Researchers sit for hours on elevated platforms and study an ecosystem that was until recently as cloaked in mystery as the depths of the seas.

"The canopy is like a leafy aerial continent, elevated on stilts, called the treetops," said H. Bruce Rinker of the Center for Canopy Ecology at the Marie Selby Botanical Garden in Sarasota, Florida. "When you get up there in the aerial continent you have a different perspective on the forest that is broader and healthier than what you have on the ground."

John Kelson of Greenheart Conservation Company in Vancouver, British Columbia, which builds canopy walkways around the world, said the systems of bridges and platforms suspended in the treetops are also a boon to tourism that begets conservation.

"When you integrate tourism, research, and conservation in an economically viable business, it is kind of a winning approach," he said.

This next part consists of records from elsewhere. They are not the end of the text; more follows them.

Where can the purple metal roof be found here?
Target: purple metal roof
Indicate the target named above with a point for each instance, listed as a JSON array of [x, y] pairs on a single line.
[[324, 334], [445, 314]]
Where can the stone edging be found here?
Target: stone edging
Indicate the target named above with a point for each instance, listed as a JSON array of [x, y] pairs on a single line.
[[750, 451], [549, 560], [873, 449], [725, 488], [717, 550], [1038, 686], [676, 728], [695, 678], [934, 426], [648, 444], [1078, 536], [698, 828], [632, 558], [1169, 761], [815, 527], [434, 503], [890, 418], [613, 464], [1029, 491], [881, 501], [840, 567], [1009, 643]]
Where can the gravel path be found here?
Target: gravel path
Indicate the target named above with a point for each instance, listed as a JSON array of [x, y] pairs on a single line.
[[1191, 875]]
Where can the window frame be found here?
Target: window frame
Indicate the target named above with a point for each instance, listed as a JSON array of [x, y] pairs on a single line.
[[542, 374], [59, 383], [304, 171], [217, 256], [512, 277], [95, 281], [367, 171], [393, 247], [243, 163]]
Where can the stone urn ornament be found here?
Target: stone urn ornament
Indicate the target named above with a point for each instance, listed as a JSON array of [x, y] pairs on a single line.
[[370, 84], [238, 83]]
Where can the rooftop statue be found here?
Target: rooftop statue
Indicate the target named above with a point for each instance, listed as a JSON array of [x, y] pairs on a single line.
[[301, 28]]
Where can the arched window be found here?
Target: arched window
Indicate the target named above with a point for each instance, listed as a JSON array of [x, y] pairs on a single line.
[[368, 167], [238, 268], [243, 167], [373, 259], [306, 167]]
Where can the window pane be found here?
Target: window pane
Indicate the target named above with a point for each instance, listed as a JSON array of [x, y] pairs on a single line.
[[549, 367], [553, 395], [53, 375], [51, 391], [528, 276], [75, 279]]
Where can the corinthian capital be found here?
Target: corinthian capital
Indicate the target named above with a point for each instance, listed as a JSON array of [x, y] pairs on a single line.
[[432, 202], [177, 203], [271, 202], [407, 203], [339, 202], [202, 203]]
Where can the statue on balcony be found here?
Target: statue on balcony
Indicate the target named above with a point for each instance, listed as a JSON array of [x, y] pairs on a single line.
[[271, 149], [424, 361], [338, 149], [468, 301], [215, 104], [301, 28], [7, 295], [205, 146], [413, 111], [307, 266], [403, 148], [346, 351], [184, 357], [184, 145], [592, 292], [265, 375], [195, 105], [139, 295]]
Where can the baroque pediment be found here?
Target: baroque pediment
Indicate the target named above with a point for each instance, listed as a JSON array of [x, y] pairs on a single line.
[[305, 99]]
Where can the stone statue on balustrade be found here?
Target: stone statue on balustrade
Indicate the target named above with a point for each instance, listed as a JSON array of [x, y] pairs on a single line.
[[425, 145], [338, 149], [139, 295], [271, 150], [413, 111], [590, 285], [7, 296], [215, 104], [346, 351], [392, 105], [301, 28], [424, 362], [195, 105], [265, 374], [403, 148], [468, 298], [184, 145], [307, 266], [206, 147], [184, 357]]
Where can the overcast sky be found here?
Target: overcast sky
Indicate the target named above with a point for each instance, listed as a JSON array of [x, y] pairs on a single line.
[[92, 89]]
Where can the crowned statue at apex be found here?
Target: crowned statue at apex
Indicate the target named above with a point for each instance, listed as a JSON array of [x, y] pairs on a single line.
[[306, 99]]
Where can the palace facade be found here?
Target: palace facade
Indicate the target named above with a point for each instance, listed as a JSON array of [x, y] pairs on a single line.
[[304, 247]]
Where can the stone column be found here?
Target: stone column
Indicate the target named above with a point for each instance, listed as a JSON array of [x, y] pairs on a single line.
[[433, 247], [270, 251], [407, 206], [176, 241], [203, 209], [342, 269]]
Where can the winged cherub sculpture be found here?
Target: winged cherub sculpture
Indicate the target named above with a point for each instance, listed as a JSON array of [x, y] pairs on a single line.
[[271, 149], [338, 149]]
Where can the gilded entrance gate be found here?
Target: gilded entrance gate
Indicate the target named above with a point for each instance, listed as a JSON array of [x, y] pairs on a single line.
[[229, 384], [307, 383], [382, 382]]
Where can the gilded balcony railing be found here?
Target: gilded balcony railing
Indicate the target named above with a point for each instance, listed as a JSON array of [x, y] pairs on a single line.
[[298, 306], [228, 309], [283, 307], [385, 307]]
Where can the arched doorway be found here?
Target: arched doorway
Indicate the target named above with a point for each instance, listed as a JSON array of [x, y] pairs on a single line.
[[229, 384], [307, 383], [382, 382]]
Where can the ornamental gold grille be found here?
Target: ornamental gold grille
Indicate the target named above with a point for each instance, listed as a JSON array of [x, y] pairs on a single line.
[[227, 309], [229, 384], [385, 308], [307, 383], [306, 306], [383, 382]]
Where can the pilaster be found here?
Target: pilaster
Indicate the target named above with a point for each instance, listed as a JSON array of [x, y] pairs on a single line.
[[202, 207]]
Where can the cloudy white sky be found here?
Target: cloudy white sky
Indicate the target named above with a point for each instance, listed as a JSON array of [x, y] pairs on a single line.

His company is currently developing plans to bring canopy walkways to the lemur-rich rain forest in Madagascar's Ranomafana National Park; a rare, intact patch of cloud forest on the eastern slope of the Andes in Peru; and a selectively-logged old-growth forest in North Vancouver, British Columbia.

Conservation Model

"In an economically based world, conservation can sometimes pay for itself," said Kelson. "What we are doing is another approach to sustainable development."

In 1994, founders of the Greenheart Conservation Company constructed the walkway in Ghana's Kakum National Park for Conservation International, the Washington, D.C.-based environmental organization. The walkway attracts over 80,000 visitors per year and nets about U.S. $230,000 annually, according to Okyeame Ampadu-Agyei, a coordinator for programs in Ghana with Conservation International.

"It gives an opportunity to see the canopies where primates enjoy, where birds sit and sing, and where most birds build their nests," he said. "It gives people the opportunity to walk in space, even though they are not in the plane or spacecraft. It is the opportunity to look down and assess nature in various layers."